E’ stato chiesto se qualora, dopo che un cliente si è rivolto a un avvocato per instaurare un giudizio in relazione al quale il cliente stesso aveva ottenuto l’ammissione al patrocinio a spese dello Stato e dopo che l’avvocato ha studiato la pratica e svolto tutta l’attività propedeutica necessaria per promuovere il giudizio in questione, il cliente cambia idea e non insatura il giudizio, l’avvocato abbia, comunque, diritto a ricevere il compenso per le prestazioni professionali svolte e, in caso affermativo, da chi.
Il Consiglio dell’Ordine si è espresso affermando che l’istituto dell’ammissione al patrocinio a spese dello Stato è diretto ad assicurare al cittadino non abbiente l’esercizio del diritto di difesa nel processo penale, civile, amministrativo, contabile e tributario, tenuto conto del fatto che si tratta di un diritto costituzionalmente garantito (cfr. art. 24 della Costituzione).
In considerazione di ciò il difensore del soggetto ammesso al gratuito patrocinio, una volta instaurato al giudizio, viene retribuito dallo Stato, previa liquidazione del suo onorario e delle spese da parte del Giudice sulla base di criteri predeterminati e, a norma dell’art. 85 del D.P.R. n. 115/2002, gli è fatto assoluto divieto di chiedere o percepire dal suo assistito compensi o rimborsi a qualunque titoli diversi da quelli liquidati dal Giudice.
Il presupposto di detta norma è, peraltro, l’operatività dell’istituto, ovverosia il fatto che il cittadino non abbiente, una volta ammesso al patrocinio a spese dello Stato, abbia poi effettivamente dato corso all’azione giudiziaria in quanto solo l’effettiva proposizione dell’azione stessa consente l’applicazione del meccanismo sopra menzionato concernente la liquidazione del compenso al difensore.
Qualora, invece, il cittadino non abbiente non promuova l’azione, ciò comporta necessariamente la sua decadenza dall’ammissione al patrocinio a spese dello Stato e, comunque, la sopravvenuta non concessione del patrocinio medesimo.
Dunque, in tale eventualità il difensore non può più ritenersi vincolato ad una norma che presuppone la vigenza e validità di detta ammissione, anche perché, non essendo stata proposta l’azione, non vi sarebbe neppure alcun Giudice deputato a liquidare il compenso, fermo restando che la liquidazione da parte dell’Autorità Giudiziaria del compenso del difensore è, comunque, indissolubilmente subordinata alla effettiva instaurazione di un giudizio.

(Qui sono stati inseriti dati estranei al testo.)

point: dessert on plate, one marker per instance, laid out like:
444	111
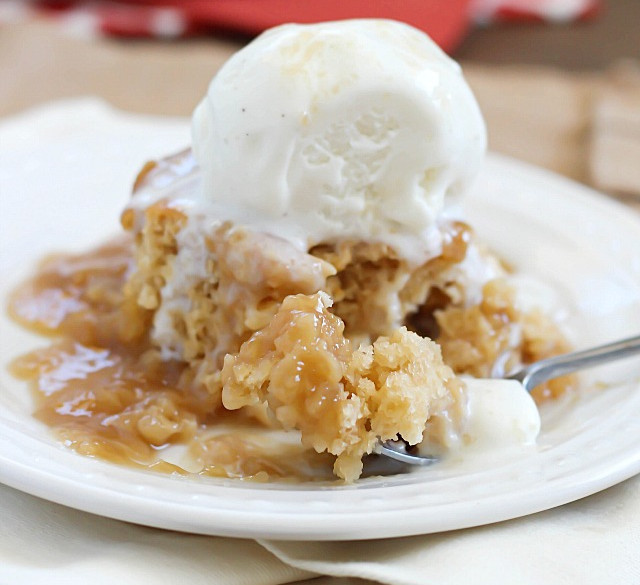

Nel senso che il patrocinio a spese dello Stato non può essere concesso in relazione ad un’attività che rimanga di natura stragiudiziale per la mancata instaurazione di un processo si è espresso anche il Tribunale di Torino con decreto del 17 Febbraio 2006, in Banca Dati Juris Data Giuffré, con il quale è stato sottolineato come il disposto degli articoli 74, 75, 122 e 24 del D.P.R. n. 115/2002 dimostri chiaramente che l’istituto possa trovare applicazione solo in relazione ad un “processo”.
Ne consegue che il difensore potrà rivolgersi direttamente alla parte da lui assistita in relazione all’attività professionale svolta in funzione di un giudizio che la parte assistita stessa, dopo essere stata ammessa al patrocinio a spese delle Stato, abbia poi deciso di non instaurare, con conseguente sua decadenza dall’ammissione al patrocinio a spese dello Stato.